Genetic variation in the LDL receptor-related protein 5 (LRP5) gene : Association with bone health and metabolic parameters

Bone mass accrual and maintenance are regulated by a complex interplay between genetic and environmental factors. Recent studies have revealed an important role for the low-density lipoprotein receptor-related protein 5 (LRP5) in this process. The aim of this thesis study was to identify novel variants in the LRP5 gene and to further elucidate the association of LRP5 and its variants with various bone health related clinical characteristics. The results of our studies show that loss-of-function mutations in LRP5 cause severe osteoporosis not only in homozygous subjects but also in the carriers of these mutations, who have significantly reduced bone mineral density (BMD) and increased susceptibility to fractures. In addition, we demonstrated for the first time that a common polymorphic LRP5 variant (p.A1330V) was associated with reduced peak bone mass, an important determinant of BMD and osteoporosis in later life. The results from these two studies are concordant with results seen in other studies on LRP5 mutations and in association studies linking genetic variation in LRP5 with BMD and osteoporosis. Several rare LRP5 variants were identified in children with recurrent fractures. Sequencing and multiplex ligation-dependent probe amplification (MLPA) analyses revealed no disease-causing mutations or whole-exon deletions. Our findings from clinical assessments and family-based genotype-phenotype studies suggested that the rare LRP5 variants identified are not the definite cause of fractures in these children. Clinical assessments of our study subjects with LPR5 mutations revealed an unexpectedly high prevalence of impaired glucose tolerance and dyslipidaemia. Moreover, in subsequent studies we discovered that common polymorphic LRP5 variants are associated with unfavorable metabolic characteristics.
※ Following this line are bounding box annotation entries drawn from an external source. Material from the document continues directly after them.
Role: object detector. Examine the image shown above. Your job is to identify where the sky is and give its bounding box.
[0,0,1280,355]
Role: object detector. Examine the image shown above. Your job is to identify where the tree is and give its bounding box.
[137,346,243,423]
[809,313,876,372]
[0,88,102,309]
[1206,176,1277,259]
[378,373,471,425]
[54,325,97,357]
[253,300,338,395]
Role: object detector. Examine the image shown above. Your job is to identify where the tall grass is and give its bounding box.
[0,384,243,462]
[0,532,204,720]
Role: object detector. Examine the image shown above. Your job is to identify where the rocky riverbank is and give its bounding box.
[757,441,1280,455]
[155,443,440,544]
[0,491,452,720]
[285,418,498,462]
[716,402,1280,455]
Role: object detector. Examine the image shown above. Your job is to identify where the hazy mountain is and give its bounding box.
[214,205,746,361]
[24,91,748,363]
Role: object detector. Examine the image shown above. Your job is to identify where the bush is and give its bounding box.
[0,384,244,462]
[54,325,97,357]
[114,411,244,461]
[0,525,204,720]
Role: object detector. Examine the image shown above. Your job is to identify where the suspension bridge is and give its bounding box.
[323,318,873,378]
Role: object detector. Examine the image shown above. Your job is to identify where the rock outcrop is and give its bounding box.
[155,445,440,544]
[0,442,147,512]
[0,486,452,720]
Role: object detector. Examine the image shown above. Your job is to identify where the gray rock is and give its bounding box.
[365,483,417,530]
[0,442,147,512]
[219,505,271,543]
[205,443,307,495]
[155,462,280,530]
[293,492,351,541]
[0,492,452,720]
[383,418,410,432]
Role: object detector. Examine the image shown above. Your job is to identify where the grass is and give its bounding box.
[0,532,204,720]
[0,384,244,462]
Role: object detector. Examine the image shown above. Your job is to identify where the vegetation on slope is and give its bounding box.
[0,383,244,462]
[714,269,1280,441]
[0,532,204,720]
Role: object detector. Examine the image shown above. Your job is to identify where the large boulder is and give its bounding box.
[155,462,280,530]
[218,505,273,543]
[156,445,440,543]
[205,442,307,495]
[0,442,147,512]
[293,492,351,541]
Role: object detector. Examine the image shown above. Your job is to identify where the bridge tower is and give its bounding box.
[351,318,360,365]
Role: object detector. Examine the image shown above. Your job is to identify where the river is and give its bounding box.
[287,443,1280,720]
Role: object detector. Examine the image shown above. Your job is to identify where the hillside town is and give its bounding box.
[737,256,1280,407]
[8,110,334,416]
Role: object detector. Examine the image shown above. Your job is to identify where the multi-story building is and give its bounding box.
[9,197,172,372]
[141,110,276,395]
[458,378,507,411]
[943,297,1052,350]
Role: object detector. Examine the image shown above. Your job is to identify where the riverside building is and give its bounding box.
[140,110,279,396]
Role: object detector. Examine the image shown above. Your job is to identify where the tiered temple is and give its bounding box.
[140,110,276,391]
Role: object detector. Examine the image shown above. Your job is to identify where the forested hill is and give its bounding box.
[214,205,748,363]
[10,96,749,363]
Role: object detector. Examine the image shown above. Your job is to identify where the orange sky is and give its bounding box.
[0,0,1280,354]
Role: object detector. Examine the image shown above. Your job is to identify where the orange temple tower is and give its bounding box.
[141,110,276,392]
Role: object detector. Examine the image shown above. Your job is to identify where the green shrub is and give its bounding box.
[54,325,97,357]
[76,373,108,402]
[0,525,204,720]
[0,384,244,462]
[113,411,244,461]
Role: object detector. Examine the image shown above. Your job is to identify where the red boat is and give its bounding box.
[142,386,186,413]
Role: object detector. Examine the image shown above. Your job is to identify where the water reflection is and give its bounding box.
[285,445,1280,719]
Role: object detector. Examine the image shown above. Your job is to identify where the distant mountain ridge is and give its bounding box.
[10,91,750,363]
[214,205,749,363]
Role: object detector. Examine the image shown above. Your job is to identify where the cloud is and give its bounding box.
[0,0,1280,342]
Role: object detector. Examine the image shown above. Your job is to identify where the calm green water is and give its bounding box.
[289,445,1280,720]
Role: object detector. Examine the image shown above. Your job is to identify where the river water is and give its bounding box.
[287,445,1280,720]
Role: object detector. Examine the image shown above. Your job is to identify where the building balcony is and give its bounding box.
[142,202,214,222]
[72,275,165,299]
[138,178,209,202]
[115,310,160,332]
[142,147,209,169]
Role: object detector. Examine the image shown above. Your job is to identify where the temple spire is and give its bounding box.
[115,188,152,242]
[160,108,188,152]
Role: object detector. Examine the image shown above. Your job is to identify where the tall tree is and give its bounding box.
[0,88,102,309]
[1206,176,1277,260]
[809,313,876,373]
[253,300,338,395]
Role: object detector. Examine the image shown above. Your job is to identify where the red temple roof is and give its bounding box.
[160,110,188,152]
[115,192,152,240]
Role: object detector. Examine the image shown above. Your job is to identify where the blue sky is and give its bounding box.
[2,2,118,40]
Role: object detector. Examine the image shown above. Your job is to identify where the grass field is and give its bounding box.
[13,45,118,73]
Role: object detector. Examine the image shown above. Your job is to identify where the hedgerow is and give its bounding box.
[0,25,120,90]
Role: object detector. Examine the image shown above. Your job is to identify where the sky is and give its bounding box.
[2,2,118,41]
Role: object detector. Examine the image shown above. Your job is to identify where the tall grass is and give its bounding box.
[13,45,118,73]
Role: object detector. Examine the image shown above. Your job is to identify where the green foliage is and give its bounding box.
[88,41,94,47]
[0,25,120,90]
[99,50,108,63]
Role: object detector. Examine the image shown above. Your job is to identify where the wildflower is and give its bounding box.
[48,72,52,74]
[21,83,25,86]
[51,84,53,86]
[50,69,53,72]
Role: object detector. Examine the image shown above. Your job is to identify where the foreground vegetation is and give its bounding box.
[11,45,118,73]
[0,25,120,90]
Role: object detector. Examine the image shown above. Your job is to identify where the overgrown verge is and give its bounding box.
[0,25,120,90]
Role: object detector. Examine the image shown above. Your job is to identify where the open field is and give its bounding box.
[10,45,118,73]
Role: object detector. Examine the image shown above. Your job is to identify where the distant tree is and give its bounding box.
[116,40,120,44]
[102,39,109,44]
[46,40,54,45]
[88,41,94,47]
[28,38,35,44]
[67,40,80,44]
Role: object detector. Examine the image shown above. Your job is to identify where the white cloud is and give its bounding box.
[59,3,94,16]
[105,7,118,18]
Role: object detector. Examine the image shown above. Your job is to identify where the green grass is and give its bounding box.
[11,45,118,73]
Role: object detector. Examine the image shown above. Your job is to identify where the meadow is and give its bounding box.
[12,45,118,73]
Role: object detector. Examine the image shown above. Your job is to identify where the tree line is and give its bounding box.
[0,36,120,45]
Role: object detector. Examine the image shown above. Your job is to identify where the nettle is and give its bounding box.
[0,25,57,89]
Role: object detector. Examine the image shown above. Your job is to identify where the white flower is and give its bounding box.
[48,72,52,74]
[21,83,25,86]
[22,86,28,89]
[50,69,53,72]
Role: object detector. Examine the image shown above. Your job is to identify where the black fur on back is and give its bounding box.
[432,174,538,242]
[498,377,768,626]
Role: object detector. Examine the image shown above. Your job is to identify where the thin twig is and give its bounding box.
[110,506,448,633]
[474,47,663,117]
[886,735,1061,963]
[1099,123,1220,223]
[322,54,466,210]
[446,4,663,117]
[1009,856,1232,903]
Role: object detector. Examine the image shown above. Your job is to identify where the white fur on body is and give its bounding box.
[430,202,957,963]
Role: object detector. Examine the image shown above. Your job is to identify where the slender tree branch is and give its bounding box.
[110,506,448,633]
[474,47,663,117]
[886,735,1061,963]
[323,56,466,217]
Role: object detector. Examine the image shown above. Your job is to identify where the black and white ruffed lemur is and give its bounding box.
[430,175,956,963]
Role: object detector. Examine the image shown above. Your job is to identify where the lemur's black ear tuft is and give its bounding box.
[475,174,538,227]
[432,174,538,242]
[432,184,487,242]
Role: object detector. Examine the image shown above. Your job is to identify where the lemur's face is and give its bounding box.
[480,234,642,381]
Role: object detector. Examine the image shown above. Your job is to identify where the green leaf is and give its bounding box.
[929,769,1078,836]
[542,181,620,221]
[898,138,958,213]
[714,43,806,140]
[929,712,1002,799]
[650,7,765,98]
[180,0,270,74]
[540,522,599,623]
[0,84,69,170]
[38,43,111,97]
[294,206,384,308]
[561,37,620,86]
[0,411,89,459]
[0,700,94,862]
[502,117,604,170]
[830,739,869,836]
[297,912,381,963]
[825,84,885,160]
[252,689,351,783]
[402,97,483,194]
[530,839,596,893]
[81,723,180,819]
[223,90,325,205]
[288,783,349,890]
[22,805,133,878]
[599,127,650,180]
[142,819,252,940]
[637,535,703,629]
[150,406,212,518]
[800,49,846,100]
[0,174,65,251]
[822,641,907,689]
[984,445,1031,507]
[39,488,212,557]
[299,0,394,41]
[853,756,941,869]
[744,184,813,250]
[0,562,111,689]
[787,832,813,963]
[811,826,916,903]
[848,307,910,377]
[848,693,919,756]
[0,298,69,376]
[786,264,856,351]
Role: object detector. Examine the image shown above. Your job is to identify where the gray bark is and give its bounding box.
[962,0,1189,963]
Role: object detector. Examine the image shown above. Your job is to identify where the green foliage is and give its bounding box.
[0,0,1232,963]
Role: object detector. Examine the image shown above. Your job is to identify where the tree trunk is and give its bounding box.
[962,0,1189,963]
Changes in lipid profile were already apparent in pre-pubertal children. These results, together with the findings from other studies, suggest an important role for LRP5 also in glucose and lipid metabolism. Our results underscore the important role of LRP5 not only in bone mass accrual and maintenance of skeletal health but also in glucose and lipid metabolism. The role of LRP5 in bone metabolism has long been studied, but further studies with larger study cohorts are still needed to evaluate the specific role of LRP5 variants as metabolic risk factors.